Find most common words in database for stop words?

Quote Reply
Find most common words in database for stop words?
I have searched the forums for this but haven't found anything like it, unless I overlooked it. I was wondering if anyone has done anything that can be used as part of the admin process to get the top 100 words that are listed in the database. The reason I ask this is that I'm putting together a sports directory and if someone searched on say football or nfl, they would get some huge list of categories and links, to the point it's probably unusable. What I was hoping to do was to search the database say monthly for the top 100 words listed in the database (title, description, etc...) and then selectively (and manually) add those to my stop words, based upon the word. I'd probably add some extra code to the <%if ignored%> tag that explained what I was doing...

To make it more complicated, what would be great would be:
- ignore the word if it's by itself
- if it's with other words in the search, then force the + sign in front of each word to force an AND search because that's probably what the visitor wanted anyways, ie, if they searched on "nfl news" I doubt they would want sites that had "curling news" just because news was in the search. Would also be cool if the search knew this that a stop word was used so I could output an explanation of what I did in regards to the search and not totally confuse the visitor.

Jerry



Quote Reply
Re: Find most common words in database for stop words? In reply to
This is interesting...

Have you looked at how the search works, though? It's an indexed search. The only words that are searched are the ones that are in the indexed table. You could apply the "count" function to the table to see how many times any individual record appears in the table, or you could run a simple script to iterate that table, and insert the words into a "common_words" table, using the SELECT/INSERT statements as in jump.cgi for the Hits-track. If the record exists, increment the count. If the record doesn't exist, insert it. Then, you'd have a table of the most common words, and with some modification to the "add" record and "re-index" routines, you could have this table built/rebuilt every time a new record was added.

Then, during a "build" you could load the top x records (SELECT * FROM common_words ORDER BY Hits Limit 100) and then insert that into a hash for dynamic access, or a table for "static" access (ie: search.cgi).

You could load this list of words into the "stopwords" list, and then have a list of words that were _always_ stop words, plus the top 100 terms, _or_ even any word that occured in more than a percentage of records....
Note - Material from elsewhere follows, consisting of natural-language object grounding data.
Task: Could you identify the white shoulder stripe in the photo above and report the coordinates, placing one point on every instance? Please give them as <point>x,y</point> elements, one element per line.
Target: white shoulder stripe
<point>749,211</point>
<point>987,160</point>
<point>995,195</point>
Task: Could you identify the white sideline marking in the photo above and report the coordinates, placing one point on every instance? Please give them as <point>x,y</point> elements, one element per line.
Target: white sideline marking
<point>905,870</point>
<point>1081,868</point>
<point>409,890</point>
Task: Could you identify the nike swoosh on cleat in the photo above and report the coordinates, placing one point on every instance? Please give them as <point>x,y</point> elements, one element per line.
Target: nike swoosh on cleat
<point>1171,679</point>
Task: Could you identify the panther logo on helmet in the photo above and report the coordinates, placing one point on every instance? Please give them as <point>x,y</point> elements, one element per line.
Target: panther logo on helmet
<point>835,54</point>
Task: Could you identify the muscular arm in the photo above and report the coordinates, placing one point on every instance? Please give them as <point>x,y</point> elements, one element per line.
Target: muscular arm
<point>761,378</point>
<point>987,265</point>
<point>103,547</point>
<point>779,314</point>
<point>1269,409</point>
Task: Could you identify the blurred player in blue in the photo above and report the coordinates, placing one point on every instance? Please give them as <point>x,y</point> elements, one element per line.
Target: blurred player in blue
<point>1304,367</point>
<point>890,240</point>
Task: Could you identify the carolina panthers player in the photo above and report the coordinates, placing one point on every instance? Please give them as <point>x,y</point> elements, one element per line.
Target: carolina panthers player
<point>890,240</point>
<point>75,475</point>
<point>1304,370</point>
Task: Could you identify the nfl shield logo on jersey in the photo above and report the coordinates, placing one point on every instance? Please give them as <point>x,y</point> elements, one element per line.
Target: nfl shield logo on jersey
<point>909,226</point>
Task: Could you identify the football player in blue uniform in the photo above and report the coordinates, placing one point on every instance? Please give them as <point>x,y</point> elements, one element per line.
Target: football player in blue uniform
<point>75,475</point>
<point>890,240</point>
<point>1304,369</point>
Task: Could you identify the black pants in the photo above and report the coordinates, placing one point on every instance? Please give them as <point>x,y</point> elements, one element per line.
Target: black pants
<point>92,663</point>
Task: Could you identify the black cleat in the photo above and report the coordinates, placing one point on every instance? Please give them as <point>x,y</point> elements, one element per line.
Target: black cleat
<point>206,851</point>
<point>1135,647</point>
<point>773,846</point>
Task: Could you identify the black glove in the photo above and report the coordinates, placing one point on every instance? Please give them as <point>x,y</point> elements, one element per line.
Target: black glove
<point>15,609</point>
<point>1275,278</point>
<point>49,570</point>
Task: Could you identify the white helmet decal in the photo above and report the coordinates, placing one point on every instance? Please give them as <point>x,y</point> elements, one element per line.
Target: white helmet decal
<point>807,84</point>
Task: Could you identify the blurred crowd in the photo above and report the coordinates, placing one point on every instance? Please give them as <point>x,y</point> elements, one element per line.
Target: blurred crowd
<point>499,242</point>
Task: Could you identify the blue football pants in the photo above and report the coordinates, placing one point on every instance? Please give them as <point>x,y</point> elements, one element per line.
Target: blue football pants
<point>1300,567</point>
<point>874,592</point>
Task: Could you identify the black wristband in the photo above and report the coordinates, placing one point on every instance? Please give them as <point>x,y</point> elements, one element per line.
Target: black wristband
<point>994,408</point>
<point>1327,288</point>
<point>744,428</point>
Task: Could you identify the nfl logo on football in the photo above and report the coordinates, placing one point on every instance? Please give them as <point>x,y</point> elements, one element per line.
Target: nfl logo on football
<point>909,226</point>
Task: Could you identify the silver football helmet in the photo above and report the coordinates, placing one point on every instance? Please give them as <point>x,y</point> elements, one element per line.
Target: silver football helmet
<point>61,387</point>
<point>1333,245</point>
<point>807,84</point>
To do this, you'd need to structure a "common_word_hits" where you check the table for the word and IP, then if the word/ip combination DOESN'T already exist, you increment the common_words "hits" record so you are counting only the number of RECORDS that have any particular word, not the number of times that word appears in the database .... (does that make sense??)
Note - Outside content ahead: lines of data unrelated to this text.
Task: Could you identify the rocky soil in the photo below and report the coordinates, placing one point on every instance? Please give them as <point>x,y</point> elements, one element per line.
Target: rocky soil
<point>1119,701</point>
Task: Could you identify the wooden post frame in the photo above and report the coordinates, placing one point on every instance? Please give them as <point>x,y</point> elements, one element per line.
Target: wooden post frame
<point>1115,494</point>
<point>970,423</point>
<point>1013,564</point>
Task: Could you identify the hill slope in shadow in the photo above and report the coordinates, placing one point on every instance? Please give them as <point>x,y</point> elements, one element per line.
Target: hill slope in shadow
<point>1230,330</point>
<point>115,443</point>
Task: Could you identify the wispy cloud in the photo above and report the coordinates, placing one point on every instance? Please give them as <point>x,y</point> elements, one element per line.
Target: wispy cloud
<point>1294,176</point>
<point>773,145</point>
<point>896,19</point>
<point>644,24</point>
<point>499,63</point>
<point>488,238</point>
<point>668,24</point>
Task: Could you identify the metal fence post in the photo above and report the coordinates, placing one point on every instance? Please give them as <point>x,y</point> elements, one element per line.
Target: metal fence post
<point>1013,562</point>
Shouldn't be too hard, but this is _not_ something to tackle until the specifics of the new search are released, since you'll have to work with it sort of intimately.

http://www.postcards.com
FAQ: http://www.postcards.com/FAQ/LinkSQL/

Quote Reply
Re: Find most common words in database for stop words? In reply to
Actually, I think that got me pointed exactly where I needed...

Two simple sql statements will get what I think I want:

select * from Links_Word_Index order by Frequency desc limit 100;
and
select * from Category_Word_Index order by Frequency desc limit 100;

I didn't realize these tables track the Frequency of the word, which I'm assuming is how often it appears in the category and in the title and description (the only two fields I have weighted in the Links table defs).

Now I can pick and choose the words I want to include in stop words. Haven't figured that part yet, but at least now I know how to get the words...

Thanks much.

Jerry